[PATCH 1/2] cifs: change wait_for_free_request to take number of requests to wait for

Wed Mar 6 02:15:18 UTC 2019

On Wed, Feb 27, 2019 at 09:12 PM, ronnie sahlberg
<ronniesahlberg at gmail.com> wrote:
>
> On Thu, Feb 21, 2019 at 11:39 AM Pavel Shilovsky <piastryyy at gmail.com> wrote:
> >
...
> >
> > Waiting for more than one credit without a timeout is a source of
> > possibility to be stuck. We already have 'timeout' argument which
> > contains some part of flags passed to transport layer from PDU. We
> > might consider renaming 'optype' argument into flags and use 'timeout'
> > with its true meaning - timeout of the waiting for credits.
> >
> > Once implemented, we can define some default period of time which we
> > can *afford* to wait for credits and then fall back to sequential code
> > if we timed out.
> >
> > I also suggest to add another function wait_for_compound_credits and
> > make wait_for_free_request calls it - doesn't require changes to all
> > the places where the latter is being used.
>
> Thanks, I am reworking it and will resend shortly.
> Passing flags down into these functions instead of timeout/optype
> makes sense and I will do that.
>
> I am not sure we need to add a timeout to represent a deadline after
> we return -EAGAIN or similar.
> But for sure we need to prevent waiting atomically for >1 credits to
> block forever.

(adding Jeremy to comment and cc'ing samba-technical)

Thanks for taking a look at this.

If we don't set a timeout on waiting for several credits at once, we
may end up waiting forever. It is only a matter of what is a
possibility to be stuck. We can try to guess if the server is going to
grant us more or not in future by analyzing the number of requests in
flight or other parameters but we can't say for sure because the spec
doesn't say anything about minimal number of credits.
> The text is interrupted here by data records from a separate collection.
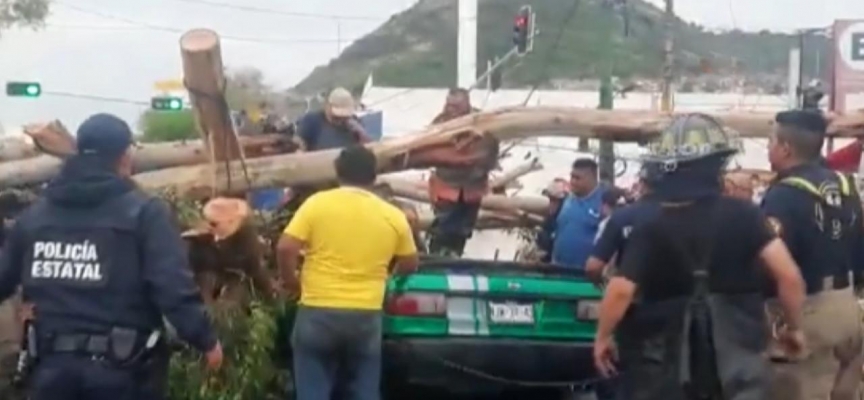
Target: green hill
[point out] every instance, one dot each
(417, 48)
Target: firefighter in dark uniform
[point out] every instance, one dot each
(693, 275)
(456, 192)
(102, 263)
(612, 239)
(817, 212)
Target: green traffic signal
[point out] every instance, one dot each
(23, 89)
(166, 103)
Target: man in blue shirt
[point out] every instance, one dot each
(334, 127)
(579, 218)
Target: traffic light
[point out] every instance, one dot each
(23, 89)
(523, 28)
(166, 103)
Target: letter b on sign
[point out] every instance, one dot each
(850, 46)
(857, 46)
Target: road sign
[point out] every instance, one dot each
(166, 103)
(851, 46)
(169, 85)
(23, 89)
(848, 64)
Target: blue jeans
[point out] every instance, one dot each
(337, 349)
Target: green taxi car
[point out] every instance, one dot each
(477, 325)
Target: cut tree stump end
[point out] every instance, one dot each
(200, 39)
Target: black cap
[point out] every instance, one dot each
(809, 120)
(104, 136)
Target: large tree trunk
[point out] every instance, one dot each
(148, 157)
(451, 142)
(202, 71)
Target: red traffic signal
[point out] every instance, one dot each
(521, 21)
(523, 30)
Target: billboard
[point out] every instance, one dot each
(848, 65)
This means that
under certain conditions the server may end up giving us a very few
credits that won't be enough to do compounding.

Those conditions might be different but from the top of the head I can
give an example of a highly loaded file server with thousands of
active connections that experiences CPU and/or memory pressure and
decides to limit the number of credits per connection. That's why I do
think that the ability to set a timeout on waiting is essential. We
can start with something between 100ms and 1s (and even making it
auto-tunable - let's say a couple round trips to the server) and then
decide what is the best (or even make it configurable).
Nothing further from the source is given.